Giter Club home page Giter Club logo

cqlsh's Introduction

Cqlsh โ€“ a data transformation tool for CouchDB

cqlsh is a data transformation pipeline that can read data from, and write to e.g. CouchDB, flat files, sqlite3 databases.

Usage

# Dump data from Cloudant to a json-like file
% ./cqlsh --source 'https://skruger.cloudant.com/routes' --sink routes.json --verbose
[source] remote Cloudant: https://skruger.cloudant.com/routes
[sink]   local file: test.json
[source] emitted 2013 records

# Dump data from Cloudant to a sqlite3 database, utilising its json1 extension
% ./cqlsh --source 'https://skruger.cloudant.com/routes' --sink routes.db --verbose
[source] remote Cloudant: https://skruger.cloudant.com/routes
[sink]   SQLite3 database: routes.db
[source] emitted 2013 records

# Dump data from Cloudant as json to stdout
% ./cqlsh --source 'https://skruger.cloudant.com/routes' --sink - | more 

Installation

A Vagrant file is provided. If you want to run it locally, you need to ensure that you build the lsqlite3 rock against a sqlite3 that has the json1 extension enabled. Note that the SQLite3 installed by default on many systems do not enable the json1 extension. In such cases, download the SQLite3 source code and point luarocks to this dir manually:

% sudo luarocks install lsqlite3 SQLITE_DIR=/path/to/latest/sqlite3

On OS/X you can install a modern sqlite3 via brew:

% brew install sqlite3
% sudo luarocks install lsqlite3 SQLITE_DIR=/usr/local/opt/sqlite3

Dependencies

  • lua-cjson
  • lsqlite3
  • lua-http
  • luaposix
  • argparse

Options

--source   - where to read data from: URL | filename.[json|db]
--sink     - where to write data to: filename.[json|db] | -
--username - Cloudant account/API key (for Cloudant source)
--password - Cloudant password (for Cloudant source)
--chunk    - number of docs to process per iteration
--index    - field name to generate index for (for sqlite3 sink)
--verbose  - some basic info

JSON format

If you dump data to a file, it will contain a json-array per line, but the file itself will not be valid json. Each line will be a json-array contaning at most chunk records. To process such a file in Lua, you could do something like:

local json = require 'cjson'
for line in io.lines(filename) do
    for _, record in ipairs(json.decode(line)) do
        -- do something with record
    end
end

Using the SQLite3 json1 extension to query json documents

The schema employed is pretty simple:

CREATE TABLE IF NOT EXISTS documents (
    _id TEXT NOT NULL,
    _rev TEXT NOT NULL,
    body TEXT,
    UNIQUE (_id, _rev) ON CONFLICT IGNORE
);
CREATE TABLE IF NOT EXISTS local (
    sync_id INTEGER PRIMARY KEY,
    last_seq TEXT
);

The document itself is simply a text field in the documents table. The second table holds Cloudant sequence ids for its changes feed, giving the option to resume from the first new document (WIP).

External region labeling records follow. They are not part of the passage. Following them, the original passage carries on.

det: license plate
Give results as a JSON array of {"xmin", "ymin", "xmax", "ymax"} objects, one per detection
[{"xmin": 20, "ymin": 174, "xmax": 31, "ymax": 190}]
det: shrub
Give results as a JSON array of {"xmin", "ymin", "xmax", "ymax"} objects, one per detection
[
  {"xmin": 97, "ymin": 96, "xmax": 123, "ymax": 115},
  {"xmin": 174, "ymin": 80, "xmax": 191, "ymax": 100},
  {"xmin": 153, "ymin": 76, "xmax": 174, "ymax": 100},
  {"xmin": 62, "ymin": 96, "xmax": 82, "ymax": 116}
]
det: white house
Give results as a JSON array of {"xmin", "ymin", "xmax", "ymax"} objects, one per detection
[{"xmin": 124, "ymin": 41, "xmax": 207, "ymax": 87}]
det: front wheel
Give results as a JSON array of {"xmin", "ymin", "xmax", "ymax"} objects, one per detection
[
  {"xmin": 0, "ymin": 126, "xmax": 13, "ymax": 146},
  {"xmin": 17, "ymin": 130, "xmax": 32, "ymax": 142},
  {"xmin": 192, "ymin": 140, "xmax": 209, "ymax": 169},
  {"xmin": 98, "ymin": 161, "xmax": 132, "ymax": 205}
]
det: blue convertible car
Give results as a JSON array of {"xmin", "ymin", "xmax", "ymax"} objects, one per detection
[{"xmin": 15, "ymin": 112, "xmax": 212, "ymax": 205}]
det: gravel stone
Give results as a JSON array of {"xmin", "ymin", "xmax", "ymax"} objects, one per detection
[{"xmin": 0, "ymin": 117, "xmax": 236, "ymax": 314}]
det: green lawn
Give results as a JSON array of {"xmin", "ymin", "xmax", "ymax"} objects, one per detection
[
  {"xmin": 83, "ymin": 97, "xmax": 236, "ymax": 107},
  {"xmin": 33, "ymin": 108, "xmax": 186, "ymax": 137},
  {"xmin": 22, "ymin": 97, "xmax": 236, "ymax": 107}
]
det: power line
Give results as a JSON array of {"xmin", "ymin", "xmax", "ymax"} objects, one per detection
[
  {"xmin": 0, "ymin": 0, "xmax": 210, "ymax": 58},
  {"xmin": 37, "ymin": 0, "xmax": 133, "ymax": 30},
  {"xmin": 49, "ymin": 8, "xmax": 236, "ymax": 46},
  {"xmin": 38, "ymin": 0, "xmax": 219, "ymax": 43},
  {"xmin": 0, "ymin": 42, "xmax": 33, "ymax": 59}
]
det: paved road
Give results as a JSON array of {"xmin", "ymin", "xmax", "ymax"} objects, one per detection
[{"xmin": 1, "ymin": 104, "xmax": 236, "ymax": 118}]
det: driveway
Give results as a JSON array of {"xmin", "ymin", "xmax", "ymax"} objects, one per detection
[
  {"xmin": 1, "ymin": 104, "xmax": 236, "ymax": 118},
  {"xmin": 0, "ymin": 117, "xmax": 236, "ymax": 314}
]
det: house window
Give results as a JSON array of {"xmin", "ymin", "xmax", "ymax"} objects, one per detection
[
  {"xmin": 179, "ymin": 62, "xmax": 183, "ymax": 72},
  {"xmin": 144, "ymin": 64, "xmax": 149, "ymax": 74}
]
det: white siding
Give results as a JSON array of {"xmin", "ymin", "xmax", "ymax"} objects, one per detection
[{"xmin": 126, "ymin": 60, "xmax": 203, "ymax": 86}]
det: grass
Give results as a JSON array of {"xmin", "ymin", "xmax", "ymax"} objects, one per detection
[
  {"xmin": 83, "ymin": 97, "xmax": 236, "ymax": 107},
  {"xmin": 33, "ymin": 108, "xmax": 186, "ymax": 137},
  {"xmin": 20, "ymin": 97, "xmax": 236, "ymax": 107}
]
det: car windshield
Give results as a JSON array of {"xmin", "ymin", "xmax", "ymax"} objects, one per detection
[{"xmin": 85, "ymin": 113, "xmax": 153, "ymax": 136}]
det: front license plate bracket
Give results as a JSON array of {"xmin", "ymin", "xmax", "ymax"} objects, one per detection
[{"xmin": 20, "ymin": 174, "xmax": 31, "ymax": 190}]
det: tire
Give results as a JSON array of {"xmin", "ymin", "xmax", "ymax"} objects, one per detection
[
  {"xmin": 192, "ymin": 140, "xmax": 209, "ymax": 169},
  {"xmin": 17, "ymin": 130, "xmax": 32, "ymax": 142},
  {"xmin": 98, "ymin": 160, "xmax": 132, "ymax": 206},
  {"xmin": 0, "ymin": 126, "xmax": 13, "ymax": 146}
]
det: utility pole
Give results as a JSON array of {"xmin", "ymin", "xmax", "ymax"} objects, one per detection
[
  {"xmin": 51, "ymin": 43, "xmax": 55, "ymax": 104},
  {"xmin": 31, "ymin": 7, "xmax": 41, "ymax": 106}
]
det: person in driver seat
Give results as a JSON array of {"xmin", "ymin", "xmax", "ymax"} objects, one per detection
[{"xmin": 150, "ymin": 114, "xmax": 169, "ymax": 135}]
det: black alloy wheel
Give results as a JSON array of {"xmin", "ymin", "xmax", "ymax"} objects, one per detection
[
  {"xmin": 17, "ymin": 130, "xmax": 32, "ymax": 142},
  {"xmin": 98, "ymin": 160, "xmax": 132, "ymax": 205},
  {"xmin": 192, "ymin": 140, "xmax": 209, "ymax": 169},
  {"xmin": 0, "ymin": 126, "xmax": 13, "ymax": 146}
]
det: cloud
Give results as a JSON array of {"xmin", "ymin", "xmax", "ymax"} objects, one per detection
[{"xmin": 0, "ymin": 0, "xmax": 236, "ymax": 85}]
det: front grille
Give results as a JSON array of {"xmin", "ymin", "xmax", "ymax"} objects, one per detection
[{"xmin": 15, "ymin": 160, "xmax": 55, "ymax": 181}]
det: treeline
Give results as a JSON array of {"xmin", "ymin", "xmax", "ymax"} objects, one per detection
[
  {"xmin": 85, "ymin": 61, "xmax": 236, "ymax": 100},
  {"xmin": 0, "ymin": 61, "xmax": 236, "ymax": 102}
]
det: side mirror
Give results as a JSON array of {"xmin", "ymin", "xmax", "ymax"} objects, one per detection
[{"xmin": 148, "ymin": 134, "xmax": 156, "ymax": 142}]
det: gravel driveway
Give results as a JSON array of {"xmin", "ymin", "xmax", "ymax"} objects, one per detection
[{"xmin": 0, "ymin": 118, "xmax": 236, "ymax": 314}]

In SQLite3, you can index on arbitrary expressions, including those provided by the json1 extension. If you specify fields to be indexed, the indexes will be generated using the statement:

CREATE INDEX '{fieldname}' ON documents(json_extract(body, '$.{fieldname}'));

where fieldname is the field in the json body for which the index was requested. The $ anchors the expression to the top-level of the json-object. In order to access a nested field, e.g. the country in the following doc:

{
    "_id": "7a36cbc16e43e362e1ae68861abfb1ec",
    "_rev": "1-7d0f95d893ba26ae0d7949707022b03f",
    "address": {
        "street": "1366 Main St",
        "city": "Boston",
        "zip": "02134",
        "country": "USA"
    }
}

you'd use $.address.country.

In the routes database above, to find all routes on the Stanage crag:

SELECT _id, json_extract(body, '$.crag'), json_extract(body, '$.name') 
    FROM documents WHERE json_extact(body, '$.crag') = 'Stanage';

If you have requested the indexes to be created, you can verify that your queries hit them, e.g.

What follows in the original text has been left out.